Final answer:
The Cantor set Γ is homeomorphically mapped onto itself by the linear map L(x)=3x when applied to Γ ∩ [0, 1/3], due to the self-similar recursive nature of Γ and the continuity and bijectiveness of the map with continuous inverse.
Step-by-step explanation:
The question asks to prove that the linear map L(x)=3x maps the intersection of the Cantor set Γ and the interval [0, 1/3] homeomorphically onto Γ. The Cantor set is a classic example of a fractal, constructed by repeatedly removing the middle third of a line segment. To approach this proof, we can observe that:
- The Cantor set is defined by iteratively removing the open middle third from each closed interval in the previous step.
- Γ ∩ [0, 1/3] consists of all points in the Cantor set that are in the interval [0, 1/3].
- The map L(x) expands each point in [0, 1/3] by a factor of 3.
- Each step in the construction of Γ is self-similar, and the portion of Γ in [0, 1/3] is a scaled-down version of the entire set Γ.
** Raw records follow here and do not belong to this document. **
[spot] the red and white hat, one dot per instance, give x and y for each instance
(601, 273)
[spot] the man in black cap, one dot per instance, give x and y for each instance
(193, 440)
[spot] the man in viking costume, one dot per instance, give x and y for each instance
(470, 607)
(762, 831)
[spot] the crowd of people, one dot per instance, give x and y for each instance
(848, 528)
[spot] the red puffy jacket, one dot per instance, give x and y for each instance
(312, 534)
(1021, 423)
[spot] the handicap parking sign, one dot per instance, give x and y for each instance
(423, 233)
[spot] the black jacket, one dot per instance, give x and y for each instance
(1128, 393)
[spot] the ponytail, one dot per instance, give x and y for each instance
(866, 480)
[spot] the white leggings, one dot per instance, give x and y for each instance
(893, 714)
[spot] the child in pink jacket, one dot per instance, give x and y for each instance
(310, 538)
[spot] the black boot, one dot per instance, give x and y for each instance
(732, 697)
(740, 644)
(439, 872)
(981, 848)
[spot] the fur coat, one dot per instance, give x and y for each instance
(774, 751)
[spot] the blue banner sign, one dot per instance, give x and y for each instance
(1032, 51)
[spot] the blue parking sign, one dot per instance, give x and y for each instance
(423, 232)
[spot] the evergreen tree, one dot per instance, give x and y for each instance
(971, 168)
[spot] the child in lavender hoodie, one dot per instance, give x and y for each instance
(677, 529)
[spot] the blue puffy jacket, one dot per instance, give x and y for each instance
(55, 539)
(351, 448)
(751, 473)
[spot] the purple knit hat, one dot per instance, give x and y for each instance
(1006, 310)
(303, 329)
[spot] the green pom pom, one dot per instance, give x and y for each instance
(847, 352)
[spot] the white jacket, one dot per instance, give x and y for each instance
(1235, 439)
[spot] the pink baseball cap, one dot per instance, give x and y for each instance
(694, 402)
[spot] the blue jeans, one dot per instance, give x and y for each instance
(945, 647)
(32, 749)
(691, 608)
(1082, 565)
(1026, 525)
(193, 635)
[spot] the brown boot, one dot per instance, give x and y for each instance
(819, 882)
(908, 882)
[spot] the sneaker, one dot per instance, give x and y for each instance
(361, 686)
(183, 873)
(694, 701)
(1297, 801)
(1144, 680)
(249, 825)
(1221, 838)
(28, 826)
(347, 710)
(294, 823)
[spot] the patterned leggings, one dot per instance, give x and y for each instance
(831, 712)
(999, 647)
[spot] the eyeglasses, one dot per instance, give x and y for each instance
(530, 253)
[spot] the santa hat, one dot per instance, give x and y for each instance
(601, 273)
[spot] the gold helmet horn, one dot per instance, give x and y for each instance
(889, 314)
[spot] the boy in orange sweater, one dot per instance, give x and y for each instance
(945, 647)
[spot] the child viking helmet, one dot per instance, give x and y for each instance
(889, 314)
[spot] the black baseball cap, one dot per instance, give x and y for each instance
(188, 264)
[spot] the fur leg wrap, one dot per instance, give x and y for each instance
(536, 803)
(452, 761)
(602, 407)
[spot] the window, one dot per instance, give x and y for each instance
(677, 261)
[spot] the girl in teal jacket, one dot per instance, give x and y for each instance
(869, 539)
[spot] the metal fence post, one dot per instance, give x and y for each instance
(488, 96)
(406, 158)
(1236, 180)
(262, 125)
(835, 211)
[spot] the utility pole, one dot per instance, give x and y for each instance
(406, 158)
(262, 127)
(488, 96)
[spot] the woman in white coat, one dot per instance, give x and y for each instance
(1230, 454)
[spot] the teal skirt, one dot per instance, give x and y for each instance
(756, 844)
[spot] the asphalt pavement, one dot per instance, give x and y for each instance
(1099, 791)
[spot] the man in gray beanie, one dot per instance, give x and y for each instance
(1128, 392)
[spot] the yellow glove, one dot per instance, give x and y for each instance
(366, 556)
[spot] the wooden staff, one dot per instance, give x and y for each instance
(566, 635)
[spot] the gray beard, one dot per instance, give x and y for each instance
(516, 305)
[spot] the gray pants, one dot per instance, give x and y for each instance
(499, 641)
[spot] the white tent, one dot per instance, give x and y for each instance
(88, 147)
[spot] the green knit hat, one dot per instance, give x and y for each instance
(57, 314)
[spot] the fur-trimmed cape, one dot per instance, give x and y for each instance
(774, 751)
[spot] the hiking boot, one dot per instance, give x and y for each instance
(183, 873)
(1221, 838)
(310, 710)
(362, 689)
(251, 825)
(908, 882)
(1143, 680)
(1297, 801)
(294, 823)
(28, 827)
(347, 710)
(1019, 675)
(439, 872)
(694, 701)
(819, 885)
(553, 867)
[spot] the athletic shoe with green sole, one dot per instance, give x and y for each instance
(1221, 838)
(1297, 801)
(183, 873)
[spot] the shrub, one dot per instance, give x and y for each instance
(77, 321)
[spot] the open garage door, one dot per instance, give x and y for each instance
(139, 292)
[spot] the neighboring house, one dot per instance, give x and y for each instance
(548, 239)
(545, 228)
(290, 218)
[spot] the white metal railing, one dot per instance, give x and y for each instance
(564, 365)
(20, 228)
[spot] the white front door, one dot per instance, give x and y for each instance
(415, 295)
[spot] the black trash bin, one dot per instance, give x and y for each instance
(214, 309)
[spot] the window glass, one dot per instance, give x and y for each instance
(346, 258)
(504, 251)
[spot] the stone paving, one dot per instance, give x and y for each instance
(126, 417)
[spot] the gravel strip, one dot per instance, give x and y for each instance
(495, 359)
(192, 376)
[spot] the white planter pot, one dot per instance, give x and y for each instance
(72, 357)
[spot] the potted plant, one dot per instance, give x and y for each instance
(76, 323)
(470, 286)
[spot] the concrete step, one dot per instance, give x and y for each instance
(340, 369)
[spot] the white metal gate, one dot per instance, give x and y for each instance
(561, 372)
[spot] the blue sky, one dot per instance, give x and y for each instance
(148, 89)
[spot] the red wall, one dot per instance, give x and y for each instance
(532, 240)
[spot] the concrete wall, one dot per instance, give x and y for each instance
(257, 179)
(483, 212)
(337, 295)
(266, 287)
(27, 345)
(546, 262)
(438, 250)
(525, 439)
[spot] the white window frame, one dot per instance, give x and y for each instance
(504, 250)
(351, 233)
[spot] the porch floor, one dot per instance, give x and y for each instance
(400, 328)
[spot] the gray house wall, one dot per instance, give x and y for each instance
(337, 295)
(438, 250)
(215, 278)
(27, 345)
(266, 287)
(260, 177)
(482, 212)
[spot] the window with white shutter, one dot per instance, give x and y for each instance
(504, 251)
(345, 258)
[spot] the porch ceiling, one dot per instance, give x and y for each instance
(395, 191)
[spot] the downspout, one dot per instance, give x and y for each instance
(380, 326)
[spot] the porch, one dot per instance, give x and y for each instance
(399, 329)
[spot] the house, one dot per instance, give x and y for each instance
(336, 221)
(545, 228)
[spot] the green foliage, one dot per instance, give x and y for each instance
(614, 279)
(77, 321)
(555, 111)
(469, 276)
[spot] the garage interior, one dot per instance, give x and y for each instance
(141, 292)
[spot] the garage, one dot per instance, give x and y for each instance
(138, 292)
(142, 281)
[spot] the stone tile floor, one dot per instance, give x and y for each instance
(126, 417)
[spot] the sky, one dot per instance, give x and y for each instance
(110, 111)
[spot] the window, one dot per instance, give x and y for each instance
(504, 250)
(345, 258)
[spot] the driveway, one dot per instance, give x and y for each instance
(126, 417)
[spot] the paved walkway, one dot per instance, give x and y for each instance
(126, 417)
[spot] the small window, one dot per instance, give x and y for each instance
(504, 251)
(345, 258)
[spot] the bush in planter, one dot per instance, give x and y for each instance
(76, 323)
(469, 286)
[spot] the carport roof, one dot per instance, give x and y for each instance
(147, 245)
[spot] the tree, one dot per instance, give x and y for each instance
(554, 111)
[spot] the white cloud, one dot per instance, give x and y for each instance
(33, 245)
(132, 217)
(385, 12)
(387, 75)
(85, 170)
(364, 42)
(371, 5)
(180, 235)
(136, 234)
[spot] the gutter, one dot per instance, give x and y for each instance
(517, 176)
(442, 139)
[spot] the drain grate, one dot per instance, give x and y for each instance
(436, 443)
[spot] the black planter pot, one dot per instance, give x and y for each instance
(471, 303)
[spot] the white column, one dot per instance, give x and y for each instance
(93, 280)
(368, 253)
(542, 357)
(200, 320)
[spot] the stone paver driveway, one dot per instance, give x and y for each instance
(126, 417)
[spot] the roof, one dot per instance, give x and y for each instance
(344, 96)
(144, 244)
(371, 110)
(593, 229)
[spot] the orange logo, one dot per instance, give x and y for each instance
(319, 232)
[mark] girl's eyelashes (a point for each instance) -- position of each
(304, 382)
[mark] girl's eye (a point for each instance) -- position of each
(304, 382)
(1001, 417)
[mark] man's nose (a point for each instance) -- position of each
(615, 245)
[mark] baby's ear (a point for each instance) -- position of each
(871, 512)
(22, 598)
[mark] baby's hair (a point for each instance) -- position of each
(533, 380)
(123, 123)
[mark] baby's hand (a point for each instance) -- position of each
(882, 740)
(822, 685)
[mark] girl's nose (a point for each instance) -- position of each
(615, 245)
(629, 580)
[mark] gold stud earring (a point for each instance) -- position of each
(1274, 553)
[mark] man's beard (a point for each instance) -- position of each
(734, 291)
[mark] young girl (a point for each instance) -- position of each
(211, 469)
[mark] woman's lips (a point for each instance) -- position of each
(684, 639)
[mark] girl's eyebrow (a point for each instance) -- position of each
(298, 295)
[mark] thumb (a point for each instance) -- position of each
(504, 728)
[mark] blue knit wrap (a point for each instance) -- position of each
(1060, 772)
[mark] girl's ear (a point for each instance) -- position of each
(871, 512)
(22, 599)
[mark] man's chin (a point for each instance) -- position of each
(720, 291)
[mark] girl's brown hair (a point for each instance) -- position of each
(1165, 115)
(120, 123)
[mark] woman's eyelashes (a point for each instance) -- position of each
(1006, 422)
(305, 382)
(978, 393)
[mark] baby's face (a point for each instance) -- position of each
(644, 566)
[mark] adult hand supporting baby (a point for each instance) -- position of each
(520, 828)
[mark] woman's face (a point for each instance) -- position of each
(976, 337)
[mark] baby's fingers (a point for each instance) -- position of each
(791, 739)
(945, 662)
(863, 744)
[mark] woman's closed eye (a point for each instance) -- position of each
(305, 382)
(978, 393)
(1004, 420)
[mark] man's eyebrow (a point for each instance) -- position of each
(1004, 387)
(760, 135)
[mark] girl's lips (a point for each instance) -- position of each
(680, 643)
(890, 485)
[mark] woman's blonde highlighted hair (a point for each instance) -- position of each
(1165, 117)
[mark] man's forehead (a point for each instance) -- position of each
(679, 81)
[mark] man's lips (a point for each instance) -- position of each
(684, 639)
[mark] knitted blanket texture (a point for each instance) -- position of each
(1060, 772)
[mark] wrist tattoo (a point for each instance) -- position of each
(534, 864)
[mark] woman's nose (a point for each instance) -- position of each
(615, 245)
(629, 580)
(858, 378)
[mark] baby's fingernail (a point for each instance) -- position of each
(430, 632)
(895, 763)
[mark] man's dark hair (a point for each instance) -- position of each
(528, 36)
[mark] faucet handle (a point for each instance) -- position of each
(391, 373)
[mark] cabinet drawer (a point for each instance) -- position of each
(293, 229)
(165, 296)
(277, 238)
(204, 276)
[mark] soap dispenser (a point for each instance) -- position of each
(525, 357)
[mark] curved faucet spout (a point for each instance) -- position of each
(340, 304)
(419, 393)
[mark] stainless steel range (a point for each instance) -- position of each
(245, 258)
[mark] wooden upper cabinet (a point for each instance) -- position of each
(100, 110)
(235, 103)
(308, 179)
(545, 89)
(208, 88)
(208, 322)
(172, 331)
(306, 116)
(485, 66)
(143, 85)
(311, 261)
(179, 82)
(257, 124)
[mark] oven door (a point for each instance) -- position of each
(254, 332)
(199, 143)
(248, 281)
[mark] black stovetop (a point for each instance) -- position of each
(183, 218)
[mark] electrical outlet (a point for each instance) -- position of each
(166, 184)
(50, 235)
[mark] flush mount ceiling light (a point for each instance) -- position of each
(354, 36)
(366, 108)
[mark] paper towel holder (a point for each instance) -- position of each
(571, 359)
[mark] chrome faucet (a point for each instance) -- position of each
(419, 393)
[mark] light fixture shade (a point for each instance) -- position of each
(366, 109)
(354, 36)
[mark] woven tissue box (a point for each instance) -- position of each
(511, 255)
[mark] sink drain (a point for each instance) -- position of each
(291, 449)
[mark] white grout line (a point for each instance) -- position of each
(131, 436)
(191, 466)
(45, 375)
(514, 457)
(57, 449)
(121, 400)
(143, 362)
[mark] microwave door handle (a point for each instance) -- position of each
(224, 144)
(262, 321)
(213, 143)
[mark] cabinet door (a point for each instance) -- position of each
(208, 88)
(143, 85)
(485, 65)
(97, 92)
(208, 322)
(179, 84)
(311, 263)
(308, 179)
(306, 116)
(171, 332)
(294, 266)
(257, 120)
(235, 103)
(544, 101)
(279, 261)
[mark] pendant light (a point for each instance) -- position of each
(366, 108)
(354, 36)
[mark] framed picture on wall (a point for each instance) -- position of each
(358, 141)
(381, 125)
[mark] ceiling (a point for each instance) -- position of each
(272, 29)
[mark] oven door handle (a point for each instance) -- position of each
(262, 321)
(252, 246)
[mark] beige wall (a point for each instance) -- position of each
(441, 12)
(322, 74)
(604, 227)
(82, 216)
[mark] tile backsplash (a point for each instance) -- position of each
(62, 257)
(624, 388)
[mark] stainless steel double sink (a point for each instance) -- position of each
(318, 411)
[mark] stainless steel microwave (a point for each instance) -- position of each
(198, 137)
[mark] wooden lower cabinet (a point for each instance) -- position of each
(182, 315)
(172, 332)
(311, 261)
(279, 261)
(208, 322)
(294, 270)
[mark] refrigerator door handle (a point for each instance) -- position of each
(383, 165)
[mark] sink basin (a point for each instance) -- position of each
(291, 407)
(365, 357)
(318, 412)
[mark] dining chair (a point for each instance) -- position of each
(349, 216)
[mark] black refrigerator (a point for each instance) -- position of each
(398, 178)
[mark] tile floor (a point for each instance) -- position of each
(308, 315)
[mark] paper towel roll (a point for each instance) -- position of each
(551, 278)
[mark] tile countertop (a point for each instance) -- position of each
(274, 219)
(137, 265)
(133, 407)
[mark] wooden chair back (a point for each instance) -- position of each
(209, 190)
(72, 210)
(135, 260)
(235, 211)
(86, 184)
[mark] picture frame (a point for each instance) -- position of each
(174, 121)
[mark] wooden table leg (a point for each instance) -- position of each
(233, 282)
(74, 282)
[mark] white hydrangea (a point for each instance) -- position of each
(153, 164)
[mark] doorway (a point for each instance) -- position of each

Mapping Γ ∩ [0, 1/3] by L(x) effectively stretches this portion to cover the entire original interval [0, 1] from which Γ is constructed. Since L is a continuous bijection whose inverse is also continuous (scaling by 1/3), it is a homeomorphism. Thus, each point in Γ ∩ [0, 1/3] corresponds uniquely to a point in Γ, and the topological structure is preserved. This demonstrates that L(x)=3x maps Γ ∩ [0, 1/3] homeomorphically onto Γ.